8 Seventhmonth 17829
I’m writing this letter in a hurry, because we’ve been busy getting ready for our big trip and we got home late from Darryl’s school play. Harshan and Darryl are both snug in their beds, but you know me and this extra-long Homelander day. I’m so tired I could drop, yet I can’t sleep a wink!
I guess I’d better fill you in on things. We’re going to travel back to Earth to visit my mother, and since the spaceport is in Fomin (capital of the United Republic of Halakan), we’ll stop in and see Harshan’s folks as well. Darryl will get to see all of his grandparents!
Now I know what you’re thinking, and shame on you! I can hear you from twelve light-years away! “Melissa and Harshan can’t even afford to buy a car, so where are they getting the money for this trip?” Ha-ha! I knew you were thinking that! You forget, however, that Harshan used to work for a spaceship line, and now works for a travel agency. When you add up all the discounts, there’s really very little left to pay. Then we did receive an anonymous donation to the tune of 65,536 Ducats. I have no idea where it came from; one day I was sorting through the mail, and there it was!
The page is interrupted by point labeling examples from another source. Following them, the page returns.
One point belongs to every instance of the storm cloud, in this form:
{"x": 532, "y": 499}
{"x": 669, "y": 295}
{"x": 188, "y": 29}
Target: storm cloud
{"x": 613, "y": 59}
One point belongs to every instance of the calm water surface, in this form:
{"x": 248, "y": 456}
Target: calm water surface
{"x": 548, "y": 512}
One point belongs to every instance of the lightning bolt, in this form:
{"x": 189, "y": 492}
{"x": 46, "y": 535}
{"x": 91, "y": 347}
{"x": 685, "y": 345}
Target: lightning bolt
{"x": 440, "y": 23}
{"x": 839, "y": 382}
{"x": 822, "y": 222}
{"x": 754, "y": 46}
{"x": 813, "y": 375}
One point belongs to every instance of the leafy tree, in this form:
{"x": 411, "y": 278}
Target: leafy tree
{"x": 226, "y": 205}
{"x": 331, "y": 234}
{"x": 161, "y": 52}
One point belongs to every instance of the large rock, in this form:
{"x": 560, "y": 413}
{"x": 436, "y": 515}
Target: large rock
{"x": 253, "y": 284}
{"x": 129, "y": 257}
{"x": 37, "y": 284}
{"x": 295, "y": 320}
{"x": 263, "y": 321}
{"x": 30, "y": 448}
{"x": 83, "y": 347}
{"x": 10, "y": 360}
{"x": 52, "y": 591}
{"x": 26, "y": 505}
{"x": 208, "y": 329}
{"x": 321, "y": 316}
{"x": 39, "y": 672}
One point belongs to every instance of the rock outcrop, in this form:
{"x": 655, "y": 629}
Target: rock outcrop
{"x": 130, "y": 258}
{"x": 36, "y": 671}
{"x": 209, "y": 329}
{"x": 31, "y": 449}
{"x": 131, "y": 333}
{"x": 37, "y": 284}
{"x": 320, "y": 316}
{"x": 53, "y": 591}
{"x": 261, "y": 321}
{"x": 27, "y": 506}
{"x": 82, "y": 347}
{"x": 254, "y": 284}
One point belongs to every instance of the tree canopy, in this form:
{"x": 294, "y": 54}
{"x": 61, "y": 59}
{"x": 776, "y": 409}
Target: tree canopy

I think somebody took up a collection for Darryl, and I suspect that it was his teacher. (When I first told her about the money, she didn’t even pretend to be surprised; she just smiled.) That rather large sum of money, when combined with Harshan’s discounts, means that we can practically travel on pocket money!
Darryl’s school play went very well this evening. The class chose to reenact the War of the Fayne. They did a very good job of it, too! I particularly liked the ingenious way that they staged the automobile accident at the climax.
Then came Darryl’s part. Since he is the only alien in the class, he doesn’t really know enough about Thorgelfaynese history to participate in the reenactment very well. So his teacher asked him to write a song about himself that he could perform as an interlude between two scenes. Darryl wrote a poem, then the music teacher “collaborated” with him to write the music. John Anderson—in his public debut!—accompanied him on the skritch.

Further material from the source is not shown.